In Leipzig hat Anfang September das „Haus der Selbstständigen“ seine Arbeit aufgenommen. In den nächsten zwei Jahren soll dort unter anderem ein berufsübergreifendes Vernetzungs- und Weiterbildungsangebot für Solo-Selbstständige und Plattformbeschäftigte entstehen. Ziel ist es, Solo-Selbstständige und ihre Belange stärker in die öffentliche und politische Wahrnehmung zu rücken, ihre Vergütungssituation und Arbeitsbedingungen zu verbessern.

Das Projekt der INPUT Consulting GmbH wird von ver.di, der Ludwig-Maximilians-Universität München und der Universität Kassel umgesetzt und im Rahmen des Förderprogramms „Zukunftszentren“ des Europäischen Sozialfonds (ESF) sowie vom Bundesministerium für Arbeit und Soziales (BMAS) unterstützt.
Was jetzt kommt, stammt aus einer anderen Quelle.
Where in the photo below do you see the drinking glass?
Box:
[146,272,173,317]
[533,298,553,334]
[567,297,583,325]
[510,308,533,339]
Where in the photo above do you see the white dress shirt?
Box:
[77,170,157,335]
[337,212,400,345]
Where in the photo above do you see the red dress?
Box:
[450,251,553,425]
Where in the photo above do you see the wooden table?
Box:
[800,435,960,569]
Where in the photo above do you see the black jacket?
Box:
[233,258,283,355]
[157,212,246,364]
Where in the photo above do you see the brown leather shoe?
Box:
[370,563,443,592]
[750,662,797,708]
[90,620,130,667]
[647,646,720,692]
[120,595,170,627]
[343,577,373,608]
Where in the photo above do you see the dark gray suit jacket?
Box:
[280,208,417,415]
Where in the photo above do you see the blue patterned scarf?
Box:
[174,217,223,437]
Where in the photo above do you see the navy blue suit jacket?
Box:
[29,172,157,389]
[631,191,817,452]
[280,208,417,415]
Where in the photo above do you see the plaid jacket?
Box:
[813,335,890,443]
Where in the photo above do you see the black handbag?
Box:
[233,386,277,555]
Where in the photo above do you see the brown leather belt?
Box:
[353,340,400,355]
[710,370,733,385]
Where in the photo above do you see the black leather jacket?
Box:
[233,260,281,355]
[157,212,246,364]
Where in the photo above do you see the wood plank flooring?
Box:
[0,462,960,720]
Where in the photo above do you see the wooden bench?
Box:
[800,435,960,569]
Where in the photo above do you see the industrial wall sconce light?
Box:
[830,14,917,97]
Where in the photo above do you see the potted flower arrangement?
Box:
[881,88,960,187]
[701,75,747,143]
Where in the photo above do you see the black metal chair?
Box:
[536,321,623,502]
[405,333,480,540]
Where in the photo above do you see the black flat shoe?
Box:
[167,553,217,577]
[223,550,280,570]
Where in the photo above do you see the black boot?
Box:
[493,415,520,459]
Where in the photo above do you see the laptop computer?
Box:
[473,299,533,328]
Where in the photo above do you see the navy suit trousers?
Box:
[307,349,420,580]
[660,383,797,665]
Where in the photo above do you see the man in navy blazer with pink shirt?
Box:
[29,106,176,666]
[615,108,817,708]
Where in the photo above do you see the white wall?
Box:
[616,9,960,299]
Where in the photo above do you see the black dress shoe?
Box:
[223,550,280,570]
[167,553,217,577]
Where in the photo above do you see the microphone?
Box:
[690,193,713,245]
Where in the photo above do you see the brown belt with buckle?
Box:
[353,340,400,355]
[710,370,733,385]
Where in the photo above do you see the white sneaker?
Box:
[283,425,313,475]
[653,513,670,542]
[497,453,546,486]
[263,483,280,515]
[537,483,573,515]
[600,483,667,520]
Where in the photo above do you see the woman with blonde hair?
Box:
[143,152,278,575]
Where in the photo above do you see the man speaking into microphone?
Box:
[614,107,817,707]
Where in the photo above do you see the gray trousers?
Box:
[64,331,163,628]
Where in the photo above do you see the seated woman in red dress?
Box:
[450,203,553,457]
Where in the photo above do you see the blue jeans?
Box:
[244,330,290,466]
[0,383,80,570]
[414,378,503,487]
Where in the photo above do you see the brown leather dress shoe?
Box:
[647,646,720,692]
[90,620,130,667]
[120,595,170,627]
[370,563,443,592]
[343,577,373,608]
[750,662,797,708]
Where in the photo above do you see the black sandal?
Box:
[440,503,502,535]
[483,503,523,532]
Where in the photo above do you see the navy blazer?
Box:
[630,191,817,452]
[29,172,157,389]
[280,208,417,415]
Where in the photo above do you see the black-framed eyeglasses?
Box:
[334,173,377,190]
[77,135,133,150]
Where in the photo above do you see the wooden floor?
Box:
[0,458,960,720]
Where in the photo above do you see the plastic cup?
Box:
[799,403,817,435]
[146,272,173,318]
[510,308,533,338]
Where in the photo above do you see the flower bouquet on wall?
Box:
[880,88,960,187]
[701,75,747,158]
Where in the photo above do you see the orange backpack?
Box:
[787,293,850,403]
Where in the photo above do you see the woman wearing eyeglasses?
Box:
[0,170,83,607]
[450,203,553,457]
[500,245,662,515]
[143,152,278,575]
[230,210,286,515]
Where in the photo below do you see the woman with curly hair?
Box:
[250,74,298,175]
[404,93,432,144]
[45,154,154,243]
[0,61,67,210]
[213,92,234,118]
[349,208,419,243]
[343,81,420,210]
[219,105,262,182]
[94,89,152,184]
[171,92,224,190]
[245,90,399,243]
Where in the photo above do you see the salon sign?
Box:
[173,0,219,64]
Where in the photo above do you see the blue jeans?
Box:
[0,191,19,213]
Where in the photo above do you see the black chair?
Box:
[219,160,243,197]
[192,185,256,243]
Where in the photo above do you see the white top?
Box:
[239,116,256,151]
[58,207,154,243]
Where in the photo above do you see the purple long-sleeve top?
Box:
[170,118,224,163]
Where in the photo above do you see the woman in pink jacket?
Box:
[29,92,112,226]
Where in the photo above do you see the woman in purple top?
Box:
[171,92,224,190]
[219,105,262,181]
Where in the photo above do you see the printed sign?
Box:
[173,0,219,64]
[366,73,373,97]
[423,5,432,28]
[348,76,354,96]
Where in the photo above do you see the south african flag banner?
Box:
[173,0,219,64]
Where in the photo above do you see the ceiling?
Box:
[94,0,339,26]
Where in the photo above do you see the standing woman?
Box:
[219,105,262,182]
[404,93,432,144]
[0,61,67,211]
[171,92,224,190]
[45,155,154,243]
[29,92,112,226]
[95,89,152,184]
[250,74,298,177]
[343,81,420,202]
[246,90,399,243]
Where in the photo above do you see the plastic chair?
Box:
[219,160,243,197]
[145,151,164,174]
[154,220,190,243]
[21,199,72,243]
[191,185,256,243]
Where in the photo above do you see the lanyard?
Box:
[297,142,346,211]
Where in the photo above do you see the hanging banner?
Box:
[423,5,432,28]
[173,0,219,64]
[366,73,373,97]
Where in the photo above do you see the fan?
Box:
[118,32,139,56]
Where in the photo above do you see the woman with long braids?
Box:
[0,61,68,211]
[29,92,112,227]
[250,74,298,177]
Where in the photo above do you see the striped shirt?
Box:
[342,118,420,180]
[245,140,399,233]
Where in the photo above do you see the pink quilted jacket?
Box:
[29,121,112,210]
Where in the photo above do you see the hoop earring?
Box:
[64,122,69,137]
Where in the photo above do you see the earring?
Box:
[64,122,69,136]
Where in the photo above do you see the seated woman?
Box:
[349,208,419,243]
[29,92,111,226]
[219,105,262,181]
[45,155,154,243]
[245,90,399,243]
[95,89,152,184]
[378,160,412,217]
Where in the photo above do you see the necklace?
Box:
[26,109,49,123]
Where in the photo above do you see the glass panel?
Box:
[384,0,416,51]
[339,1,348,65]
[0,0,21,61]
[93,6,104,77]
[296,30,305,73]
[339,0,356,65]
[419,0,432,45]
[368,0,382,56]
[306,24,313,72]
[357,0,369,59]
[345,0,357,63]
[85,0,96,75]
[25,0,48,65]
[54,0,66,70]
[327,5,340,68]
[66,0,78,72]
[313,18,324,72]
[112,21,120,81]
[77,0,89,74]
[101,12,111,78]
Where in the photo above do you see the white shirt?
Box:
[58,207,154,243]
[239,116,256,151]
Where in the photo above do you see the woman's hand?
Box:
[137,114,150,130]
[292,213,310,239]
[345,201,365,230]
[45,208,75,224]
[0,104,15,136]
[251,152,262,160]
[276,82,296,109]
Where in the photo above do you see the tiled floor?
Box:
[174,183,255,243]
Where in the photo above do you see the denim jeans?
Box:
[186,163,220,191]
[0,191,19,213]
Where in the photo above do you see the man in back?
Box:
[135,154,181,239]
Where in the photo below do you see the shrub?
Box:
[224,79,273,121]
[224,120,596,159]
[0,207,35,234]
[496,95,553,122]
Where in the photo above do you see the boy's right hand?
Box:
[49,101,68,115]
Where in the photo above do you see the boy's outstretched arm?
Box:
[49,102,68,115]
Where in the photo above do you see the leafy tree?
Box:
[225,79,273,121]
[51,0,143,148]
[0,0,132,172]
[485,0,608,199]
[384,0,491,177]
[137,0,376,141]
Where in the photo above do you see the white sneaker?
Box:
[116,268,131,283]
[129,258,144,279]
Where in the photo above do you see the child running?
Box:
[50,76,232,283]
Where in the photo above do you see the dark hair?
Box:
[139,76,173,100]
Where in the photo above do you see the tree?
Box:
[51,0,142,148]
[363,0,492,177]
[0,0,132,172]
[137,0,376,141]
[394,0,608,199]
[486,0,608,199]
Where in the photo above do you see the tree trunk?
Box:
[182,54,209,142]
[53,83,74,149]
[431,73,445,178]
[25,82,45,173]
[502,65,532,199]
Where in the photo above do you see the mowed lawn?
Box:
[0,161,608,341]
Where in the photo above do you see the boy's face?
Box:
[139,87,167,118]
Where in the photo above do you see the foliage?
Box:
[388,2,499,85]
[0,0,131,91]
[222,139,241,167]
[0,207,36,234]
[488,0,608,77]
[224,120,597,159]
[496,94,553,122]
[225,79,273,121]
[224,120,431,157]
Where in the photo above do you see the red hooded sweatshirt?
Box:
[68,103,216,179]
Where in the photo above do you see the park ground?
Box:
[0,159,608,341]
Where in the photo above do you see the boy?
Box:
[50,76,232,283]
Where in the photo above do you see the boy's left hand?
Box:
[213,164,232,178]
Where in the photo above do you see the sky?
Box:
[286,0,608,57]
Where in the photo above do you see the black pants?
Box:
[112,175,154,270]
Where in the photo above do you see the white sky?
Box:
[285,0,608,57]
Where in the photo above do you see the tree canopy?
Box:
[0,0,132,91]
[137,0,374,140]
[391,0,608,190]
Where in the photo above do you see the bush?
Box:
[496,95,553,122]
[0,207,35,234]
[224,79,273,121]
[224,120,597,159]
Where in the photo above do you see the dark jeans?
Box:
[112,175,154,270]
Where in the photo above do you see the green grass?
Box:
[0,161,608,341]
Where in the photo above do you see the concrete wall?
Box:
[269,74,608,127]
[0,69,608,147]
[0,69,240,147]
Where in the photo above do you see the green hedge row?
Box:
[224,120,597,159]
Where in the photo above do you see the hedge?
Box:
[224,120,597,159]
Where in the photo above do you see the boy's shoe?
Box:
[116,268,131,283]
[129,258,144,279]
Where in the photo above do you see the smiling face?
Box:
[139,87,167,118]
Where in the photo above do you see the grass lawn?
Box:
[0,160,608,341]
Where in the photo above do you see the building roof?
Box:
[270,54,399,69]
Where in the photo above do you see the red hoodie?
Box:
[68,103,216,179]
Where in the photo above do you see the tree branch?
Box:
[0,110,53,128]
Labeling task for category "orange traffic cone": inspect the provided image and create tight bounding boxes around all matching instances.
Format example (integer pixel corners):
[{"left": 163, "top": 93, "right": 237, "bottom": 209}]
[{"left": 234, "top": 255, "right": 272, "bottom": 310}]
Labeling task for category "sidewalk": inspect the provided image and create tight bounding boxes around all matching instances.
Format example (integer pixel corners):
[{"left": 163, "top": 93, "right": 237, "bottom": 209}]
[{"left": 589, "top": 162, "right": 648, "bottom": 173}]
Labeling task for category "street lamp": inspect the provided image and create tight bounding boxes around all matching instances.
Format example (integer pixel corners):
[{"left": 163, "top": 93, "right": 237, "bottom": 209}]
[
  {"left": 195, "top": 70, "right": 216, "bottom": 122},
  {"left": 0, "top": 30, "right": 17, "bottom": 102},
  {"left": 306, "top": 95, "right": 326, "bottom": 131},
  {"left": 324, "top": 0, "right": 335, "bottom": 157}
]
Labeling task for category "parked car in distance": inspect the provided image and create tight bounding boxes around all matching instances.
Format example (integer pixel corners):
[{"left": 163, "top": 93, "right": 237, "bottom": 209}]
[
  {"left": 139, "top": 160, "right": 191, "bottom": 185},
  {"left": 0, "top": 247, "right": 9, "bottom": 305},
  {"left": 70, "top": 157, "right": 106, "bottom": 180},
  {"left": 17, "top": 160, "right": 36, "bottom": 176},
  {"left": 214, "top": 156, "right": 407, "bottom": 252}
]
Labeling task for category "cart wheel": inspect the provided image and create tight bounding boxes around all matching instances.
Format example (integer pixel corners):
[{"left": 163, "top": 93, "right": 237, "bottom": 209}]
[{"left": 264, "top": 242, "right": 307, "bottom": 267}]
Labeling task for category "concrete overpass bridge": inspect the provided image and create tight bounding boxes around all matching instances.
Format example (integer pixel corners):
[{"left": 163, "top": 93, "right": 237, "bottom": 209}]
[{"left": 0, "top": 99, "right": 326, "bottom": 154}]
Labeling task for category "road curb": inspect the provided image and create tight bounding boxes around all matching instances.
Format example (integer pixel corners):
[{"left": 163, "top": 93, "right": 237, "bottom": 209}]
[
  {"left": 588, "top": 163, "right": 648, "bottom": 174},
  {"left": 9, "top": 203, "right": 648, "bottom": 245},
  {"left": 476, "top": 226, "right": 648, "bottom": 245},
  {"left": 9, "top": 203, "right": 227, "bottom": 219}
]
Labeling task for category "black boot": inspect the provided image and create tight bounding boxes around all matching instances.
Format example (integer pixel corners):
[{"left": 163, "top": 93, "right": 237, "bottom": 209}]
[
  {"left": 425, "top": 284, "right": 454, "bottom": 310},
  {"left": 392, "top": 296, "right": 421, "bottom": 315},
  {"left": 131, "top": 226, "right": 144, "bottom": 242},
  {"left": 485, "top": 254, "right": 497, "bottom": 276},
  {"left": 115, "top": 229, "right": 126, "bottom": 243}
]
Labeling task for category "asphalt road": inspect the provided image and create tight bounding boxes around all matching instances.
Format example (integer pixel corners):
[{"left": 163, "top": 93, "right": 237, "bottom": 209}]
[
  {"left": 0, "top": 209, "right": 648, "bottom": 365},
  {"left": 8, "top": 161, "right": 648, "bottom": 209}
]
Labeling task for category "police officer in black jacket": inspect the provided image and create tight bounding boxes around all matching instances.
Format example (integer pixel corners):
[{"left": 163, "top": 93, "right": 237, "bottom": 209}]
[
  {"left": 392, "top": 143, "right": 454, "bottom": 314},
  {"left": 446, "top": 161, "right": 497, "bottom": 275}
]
Leiterin des siebenköpfigen Projektteams aus Wissenschaftlerinnen, einer ver.di-Gewerkschaftssekretärin und einer Projektmanagerin ist Gerlinde Vogl.

„Gerade durch die Corona-Krise sind zahlreiche Solo-Selbstständige in eine tiefe berufliche und existenzielle Krise geraten und würden von starken Interessenvertretungen profitieren“, sagte Vogl zum Startschuss des Projekts, in dessen Rahmen auch Beratungsmöglichkeiten zur Bildung von Interessengemeinschaften entstehen sollen.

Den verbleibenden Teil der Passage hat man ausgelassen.